Evaluation of Retrieval Results: It is evident that rewriting improves the accuracy of retrieval, consequently enhancing the performance of the reader. By analyzing the hit rate based on retrieval results (whether the correct answer is included in the retrieved context), it discusses how the improvement in hit rate affects the performance of the reader.
Case Study: By providing specific examples, it demonstrates how rewriting optimizes queries and consequently improves the response accuracy of the reader.
Conclusion: This paper demonstrates that the new framework “Rewrite-Retrieve-Read” significantly enhances the performance of LLM with retrieval reinforcement. By increasing the accuracy of retrieval through query rewriting, LLM can adapt flexibly even when it is a black box. Additionally, introducing small trainable models enables the optimization of retriever and reader.
Limitations: Lastly, it mentions the limitations of this approach.
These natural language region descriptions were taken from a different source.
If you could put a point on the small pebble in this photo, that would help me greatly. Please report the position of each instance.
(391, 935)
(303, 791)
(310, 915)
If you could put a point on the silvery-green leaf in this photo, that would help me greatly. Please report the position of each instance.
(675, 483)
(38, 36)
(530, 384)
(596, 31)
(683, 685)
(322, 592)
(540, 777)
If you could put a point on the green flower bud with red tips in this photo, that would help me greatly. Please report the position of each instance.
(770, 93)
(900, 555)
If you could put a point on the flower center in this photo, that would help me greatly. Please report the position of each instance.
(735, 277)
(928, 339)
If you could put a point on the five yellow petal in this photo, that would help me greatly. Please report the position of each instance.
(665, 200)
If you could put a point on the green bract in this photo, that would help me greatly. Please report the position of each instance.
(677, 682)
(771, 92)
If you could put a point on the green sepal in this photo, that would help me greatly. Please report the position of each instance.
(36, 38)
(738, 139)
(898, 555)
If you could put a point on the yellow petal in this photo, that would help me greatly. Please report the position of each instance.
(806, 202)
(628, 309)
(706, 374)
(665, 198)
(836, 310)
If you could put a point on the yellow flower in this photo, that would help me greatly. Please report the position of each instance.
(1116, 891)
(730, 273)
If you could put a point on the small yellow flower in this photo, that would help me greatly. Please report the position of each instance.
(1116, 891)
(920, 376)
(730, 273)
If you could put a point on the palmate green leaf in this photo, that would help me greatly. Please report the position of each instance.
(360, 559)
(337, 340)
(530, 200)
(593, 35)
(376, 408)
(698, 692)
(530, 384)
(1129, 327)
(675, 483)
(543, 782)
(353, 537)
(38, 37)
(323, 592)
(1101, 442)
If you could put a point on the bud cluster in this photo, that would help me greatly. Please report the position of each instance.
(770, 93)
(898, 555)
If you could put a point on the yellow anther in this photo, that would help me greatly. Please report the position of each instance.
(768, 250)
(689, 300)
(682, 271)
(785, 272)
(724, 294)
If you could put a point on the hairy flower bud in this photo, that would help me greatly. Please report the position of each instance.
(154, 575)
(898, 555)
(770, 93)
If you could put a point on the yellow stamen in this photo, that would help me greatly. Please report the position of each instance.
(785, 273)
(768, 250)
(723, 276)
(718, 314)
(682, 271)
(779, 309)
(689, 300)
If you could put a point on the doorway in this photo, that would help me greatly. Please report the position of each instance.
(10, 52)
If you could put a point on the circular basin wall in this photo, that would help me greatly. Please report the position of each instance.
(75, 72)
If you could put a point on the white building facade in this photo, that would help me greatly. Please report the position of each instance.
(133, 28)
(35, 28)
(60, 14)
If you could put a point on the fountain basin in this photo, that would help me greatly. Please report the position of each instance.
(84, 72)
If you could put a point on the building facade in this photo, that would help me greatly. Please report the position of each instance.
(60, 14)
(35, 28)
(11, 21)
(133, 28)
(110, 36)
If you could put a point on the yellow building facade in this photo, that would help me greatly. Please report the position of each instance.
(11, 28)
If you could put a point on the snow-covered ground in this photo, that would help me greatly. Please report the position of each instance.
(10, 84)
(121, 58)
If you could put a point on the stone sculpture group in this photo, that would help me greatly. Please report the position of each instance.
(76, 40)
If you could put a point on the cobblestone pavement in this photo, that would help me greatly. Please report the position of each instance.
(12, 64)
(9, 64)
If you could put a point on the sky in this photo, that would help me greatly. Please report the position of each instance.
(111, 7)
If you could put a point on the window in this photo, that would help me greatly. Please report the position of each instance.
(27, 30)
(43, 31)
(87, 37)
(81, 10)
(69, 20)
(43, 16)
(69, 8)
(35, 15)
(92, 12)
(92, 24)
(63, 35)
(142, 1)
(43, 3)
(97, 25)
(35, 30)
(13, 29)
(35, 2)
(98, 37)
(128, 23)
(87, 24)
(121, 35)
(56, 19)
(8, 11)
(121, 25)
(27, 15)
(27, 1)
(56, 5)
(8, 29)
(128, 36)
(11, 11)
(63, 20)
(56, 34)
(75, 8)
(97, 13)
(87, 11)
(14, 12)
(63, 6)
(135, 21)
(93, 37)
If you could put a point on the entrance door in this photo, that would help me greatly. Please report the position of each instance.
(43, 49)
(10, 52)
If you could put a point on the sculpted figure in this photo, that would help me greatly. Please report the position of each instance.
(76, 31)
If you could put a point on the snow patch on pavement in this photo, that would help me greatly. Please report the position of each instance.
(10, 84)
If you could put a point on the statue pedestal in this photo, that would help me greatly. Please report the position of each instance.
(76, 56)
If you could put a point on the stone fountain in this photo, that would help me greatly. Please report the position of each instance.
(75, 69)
It discusses the trade-offs between generalization and specialization of tasks, constraints associated with tool usage (as search engines are often paid, and the lack of restrictions on incorporating knowledge makes control difficult), and the advantages and disadvantages of web search compared to dense retrievers.
This paper demonstrates the potential for improvement in retrieval enhancement through query rewriting and proposes a new approach that enables adaptive performance improvement even for black box LLMs.